Dunque i vini della Tenuta di Fiorano erano ricercati in tutta Italia ed ognuno nel mondo del vino ne declamava lodi sperticate. Strada in discesa verso il successo planetario, come fu per il Sassicaia? Ma anche no. Nel 1998 il Principe Alberico decide di estirpare tutte le viti e di chiudere baracca e burattini. Forse l’età non più giovane, l’impossibilità di seguire personalmente il vigneto, la mancanza di prospettive aziendali hanno portato Alberico a questa scelta che, nel solco delle migliori tradizioni nobiliari, non poteva che essere letteralmente radicale. Finito.

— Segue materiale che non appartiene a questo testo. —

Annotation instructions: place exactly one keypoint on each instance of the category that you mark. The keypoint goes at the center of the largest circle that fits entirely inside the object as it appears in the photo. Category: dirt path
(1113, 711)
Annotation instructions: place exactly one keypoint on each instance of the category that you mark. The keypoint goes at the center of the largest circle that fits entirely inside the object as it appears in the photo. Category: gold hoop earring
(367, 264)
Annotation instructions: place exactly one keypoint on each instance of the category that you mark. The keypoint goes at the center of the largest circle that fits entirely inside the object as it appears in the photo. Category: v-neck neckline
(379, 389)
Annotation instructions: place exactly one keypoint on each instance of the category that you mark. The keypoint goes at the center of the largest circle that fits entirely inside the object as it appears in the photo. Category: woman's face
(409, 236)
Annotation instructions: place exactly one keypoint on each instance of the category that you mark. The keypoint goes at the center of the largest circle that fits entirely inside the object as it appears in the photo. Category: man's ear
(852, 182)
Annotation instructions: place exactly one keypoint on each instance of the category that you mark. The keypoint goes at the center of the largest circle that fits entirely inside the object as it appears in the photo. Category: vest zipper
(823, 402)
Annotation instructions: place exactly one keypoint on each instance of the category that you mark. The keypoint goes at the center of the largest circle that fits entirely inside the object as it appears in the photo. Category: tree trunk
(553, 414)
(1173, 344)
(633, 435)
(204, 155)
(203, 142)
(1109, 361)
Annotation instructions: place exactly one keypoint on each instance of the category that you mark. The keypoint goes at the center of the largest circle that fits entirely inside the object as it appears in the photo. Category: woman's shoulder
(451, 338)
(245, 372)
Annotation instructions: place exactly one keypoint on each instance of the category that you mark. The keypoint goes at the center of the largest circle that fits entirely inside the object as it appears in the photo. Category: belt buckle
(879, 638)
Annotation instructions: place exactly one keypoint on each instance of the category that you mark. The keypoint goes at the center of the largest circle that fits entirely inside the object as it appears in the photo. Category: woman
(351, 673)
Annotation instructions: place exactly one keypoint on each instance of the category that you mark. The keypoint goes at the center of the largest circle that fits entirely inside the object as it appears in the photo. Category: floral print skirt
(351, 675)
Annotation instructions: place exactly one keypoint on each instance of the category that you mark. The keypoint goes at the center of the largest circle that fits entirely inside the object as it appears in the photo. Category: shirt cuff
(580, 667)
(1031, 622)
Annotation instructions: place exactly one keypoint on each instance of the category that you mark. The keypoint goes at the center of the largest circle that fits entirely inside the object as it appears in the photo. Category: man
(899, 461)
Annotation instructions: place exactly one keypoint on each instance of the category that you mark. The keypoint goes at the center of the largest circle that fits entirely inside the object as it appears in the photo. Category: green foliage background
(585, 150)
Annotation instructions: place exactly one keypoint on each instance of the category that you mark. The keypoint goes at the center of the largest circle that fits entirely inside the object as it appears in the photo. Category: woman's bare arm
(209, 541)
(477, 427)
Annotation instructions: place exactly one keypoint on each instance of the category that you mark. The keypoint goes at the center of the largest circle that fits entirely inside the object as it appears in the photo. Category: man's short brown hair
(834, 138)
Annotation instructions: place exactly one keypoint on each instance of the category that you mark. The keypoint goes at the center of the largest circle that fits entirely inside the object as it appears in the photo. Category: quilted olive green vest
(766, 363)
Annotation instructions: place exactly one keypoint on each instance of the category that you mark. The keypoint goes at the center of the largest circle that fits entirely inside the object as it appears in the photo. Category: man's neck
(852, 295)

Grazie di tutto, addio.
Eppure, nel buio una candela: il nipote di Alberico, Alessandrojacopo, chiede allo zio di poter gestire il vigneto della Tenuta di Fiorano. Ne ottiene il placet. Nel 1999, sotto la supervisione di Alberico, reimpianta viti di Merlot, Cabernet Sauvignon, Grechetto e Viognier. E la Malvasia di Candia? E l’epico Sèmillon? Alberico ha posto il veto, non sarebbero stati reimpiantati. Perché? Silenzio.
Con l’opera del Principe Alessandrojacopo e dell’enologo Lorenzo Costantini si arriva infine ai quattro vini attuali della Tenuta, oggetto della degustazione a latere della visita: Fioranello Bianco, Fiorano Bianco, Fioranello Rosso e Fiorano Rosso.

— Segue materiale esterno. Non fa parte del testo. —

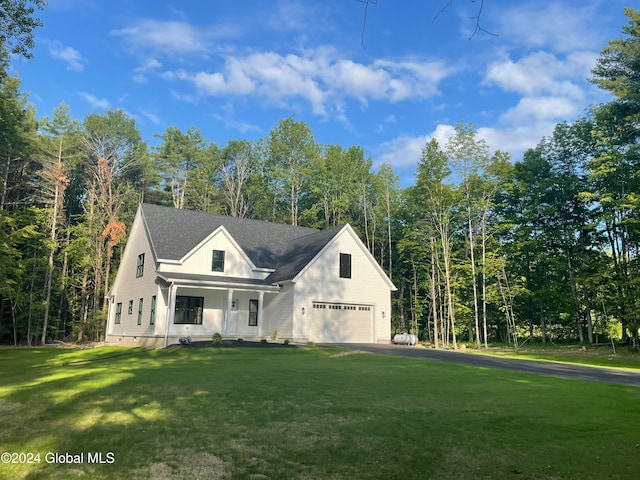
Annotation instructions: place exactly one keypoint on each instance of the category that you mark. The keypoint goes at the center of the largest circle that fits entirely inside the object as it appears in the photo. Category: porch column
(171, 308)
(227, 325)
(260, 300)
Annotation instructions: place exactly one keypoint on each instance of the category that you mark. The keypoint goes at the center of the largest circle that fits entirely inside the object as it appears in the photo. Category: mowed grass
(306, 413)
(602, 355)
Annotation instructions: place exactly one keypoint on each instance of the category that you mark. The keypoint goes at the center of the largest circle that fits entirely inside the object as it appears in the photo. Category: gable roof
(174, 233)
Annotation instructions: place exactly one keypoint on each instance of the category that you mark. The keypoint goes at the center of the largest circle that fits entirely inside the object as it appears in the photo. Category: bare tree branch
(447, 5)
(364, 17)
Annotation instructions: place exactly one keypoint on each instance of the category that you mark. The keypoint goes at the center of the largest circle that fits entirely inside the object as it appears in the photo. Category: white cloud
(174, 37)
(532, 109)
(318, 77)
(555, 25)
(94, 101)
(67, 54)
(541, 72)
(150, 65)
(406, 150)
(152, 117)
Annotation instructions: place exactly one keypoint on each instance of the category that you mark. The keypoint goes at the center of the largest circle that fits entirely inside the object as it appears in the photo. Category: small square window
(345, 265)
(140, 303)
(217, 261)
(140, 266)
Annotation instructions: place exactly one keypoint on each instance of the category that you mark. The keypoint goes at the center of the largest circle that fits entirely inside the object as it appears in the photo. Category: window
(140, 267)
(140, 302)
(345, 265)
(217, 261)
(118, 313)
(253, 313)
(189, 310)
(152, 316)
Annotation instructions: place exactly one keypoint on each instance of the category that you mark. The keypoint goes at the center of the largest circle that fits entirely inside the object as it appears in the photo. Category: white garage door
(341, 323)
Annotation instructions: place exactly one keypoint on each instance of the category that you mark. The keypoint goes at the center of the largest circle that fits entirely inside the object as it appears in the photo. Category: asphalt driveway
(594, 374)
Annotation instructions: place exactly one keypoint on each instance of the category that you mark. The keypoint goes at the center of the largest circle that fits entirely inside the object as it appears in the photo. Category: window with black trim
(118, 313)
(188, 310)
(152, 315)
(140, 303)
(253, 313)
(140, 266)
(345, 265)
(217, 261)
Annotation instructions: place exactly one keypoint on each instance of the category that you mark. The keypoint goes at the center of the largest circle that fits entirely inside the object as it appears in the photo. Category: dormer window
(345, 265)
(140, 266)
(217, 261)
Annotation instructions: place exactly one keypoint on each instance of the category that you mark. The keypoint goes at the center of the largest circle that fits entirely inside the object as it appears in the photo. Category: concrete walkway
(593, 374)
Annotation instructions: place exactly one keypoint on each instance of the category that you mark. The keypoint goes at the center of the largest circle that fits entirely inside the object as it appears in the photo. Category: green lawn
(603, 355)
(289, 413)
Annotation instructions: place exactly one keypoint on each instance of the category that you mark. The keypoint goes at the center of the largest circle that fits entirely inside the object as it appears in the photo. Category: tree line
(483, 248)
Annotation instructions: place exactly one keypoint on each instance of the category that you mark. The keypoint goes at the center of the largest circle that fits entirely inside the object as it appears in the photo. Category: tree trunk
(434, 303)
(5, 183)
(447, 272)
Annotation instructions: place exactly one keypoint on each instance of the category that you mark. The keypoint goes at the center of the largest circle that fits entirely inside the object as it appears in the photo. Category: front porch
(198, 308)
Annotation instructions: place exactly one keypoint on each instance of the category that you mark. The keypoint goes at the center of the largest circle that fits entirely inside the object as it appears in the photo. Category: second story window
(118, 313)
(217, 261)
(140, 267)
(345, 265)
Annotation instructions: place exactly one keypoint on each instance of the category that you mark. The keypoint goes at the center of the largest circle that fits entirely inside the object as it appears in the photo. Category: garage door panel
(341, 323)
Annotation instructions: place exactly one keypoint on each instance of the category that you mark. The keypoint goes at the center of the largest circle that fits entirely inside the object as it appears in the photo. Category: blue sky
(233, 69)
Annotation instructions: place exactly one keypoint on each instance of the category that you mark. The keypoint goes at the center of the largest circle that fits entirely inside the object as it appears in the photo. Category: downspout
(170, 307)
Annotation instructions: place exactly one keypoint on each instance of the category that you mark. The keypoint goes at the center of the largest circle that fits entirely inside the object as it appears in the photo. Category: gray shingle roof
(285, 248)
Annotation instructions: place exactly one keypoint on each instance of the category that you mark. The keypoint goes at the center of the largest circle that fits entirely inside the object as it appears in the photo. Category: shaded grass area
(306, 414)
(602, 356)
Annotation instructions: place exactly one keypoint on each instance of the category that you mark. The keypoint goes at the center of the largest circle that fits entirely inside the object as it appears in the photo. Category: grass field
(602, 356)
(304, 413)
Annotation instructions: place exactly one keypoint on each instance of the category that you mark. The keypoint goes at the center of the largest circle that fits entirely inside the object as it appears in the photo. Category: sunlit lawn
(603, 355)
(290, 413)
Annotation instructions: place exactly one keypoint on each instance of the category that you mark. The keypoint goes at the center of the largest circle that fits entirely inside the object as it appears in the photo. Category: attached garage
(341, 323)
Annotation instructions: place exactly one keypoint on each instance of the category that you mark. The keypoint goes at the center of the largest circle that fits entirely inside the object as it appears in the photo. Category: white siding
(278, 312)
(321, 282)
(215, 306)
(128, 287)
(199, 261)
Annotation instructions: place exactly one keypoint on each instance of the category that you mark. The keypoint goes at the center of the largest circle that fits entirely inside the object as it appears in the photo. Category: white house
(186, 273)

Fioranello Bianco 2018 (50% Grechetto, 50% Viognier): mineralità importante, frutta esotica e macchia mediterranea importante per questo vino che fa solo acciaio. Agile e scattante in bocca, freschezza agrumata e sapidità bilanciate fra loro, lunga persistenza.
Fiorano Bianco 2016 (50% Grechetto, 50% Viognier): stesso uvaggio del Fioranello ma questo alberga un anno in tonneau da 10 hl di rovere di Slavonia. L’effetto del legno incide molto sul vino: frutta esotica ben matura, mineralità sempre presente (d’altronde con quella terra nera non poteva essere altrimenti), vaniglia, miele e burro fuso. Bocca speziata e morbida.

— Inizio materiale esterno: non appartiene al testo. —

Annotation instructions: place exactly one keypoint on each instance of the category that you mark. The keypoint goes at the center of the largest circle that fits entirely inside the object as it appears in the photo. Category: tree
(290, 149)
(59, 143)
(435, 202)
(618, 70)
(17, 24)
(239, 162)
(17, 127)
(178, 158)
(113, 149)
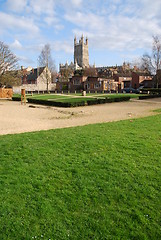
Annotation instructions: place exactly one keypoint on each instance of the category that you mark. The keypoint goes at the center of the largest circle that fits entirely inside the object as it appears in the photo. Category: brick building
(141, 79)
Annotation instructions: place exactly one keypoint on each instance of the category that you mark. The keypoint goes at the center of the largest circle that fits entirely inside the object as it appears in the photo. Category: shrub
(149, 96)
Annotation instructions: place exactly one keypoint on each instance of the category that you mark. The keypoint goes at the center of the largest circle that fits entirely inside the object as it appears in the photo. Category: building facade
(81, 55)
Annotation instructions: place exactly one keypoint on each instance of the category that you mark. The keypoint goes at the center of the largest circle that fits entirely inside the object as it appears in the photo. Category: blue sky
(118, 30)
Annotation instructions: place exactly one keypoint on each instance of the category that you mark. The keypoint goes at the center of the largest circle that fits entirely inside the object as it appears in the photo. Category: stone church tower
(81, 56)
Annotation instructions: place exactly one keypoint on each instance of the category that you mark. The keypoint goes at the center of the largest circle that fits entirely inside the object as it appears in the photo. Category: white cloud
(16, 45)
(16, 5)
(17, 23)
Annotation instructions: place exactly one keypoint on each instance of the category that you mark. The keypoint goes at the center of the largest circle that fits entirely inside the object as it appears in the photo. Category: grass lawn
(99, 181)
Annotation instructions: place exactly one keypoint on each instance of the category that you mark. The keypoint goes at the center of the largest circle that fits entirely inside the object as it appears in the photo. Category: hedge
(151, 90)
(93, 101)
(149, 96)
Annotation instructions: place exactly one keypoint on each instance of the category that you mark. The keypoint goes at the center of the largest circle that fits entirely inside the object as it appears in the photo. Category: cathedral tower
(81, 55)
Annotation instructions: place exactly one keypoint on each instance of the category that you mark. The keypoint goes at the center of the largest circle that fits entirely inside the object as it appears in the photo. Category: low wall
(6, 92)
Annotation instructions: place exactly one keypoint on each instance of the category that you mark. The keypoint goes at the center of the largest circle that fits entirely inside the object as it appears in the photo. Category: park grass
(99, 181)
(157, 110)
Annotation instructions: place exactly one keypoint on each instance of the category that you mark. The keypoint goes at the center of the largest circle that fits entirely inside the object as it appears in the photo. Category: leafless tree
(9, 74)
(45, 60)
(153, 62)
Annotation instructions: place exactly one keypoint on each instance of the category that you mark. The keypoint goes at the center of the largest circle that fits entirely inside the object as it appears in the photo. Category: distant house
(141, 79)
(36, 79)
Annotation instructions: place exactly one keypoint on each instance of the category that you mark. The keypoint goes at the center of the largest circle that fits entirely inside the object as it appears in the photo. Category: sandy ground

Fioranello Rosso 2017 (100% Cabernet Sauvignon): il naso conferma subito che si tratti di Cabernet, con il vegetale tipico del vitigno, corredato da spezie piccanti, sottobosco e bacche (ribes e mirtilli). Bocca tannica e persistente, finale di cacao. 12 mesi in legno da 500 l prima dell’imbottigliamento.
Fiorano Rosso 2013 (65% Cabernet Sauvignon, 35% Merlot): bouquet elegantissimo per il vino di punta della Tenuta, con il lungo affinamento in botti da 10 hl che dona sentori vegetali, ematici, balsamici, di frutta nera in confettura, di fiori appassiti, di pepe, di cuoio, di cacao amaro, di tabacco. Bocca molto gentile e vellutata, con molti richiami dei profumi prima percepiti.
Roma ha ancora il suo taglio bordolese, e questo è uno dei pochi casi in cui la denominazione non serve affatto (vedi la recente Roma DOC, cui ammetto candidamente di non aver ben compreso l’utilità nel panorama vinicolo laziale). In questo caso basta solo nominare il vino: il Fiorano.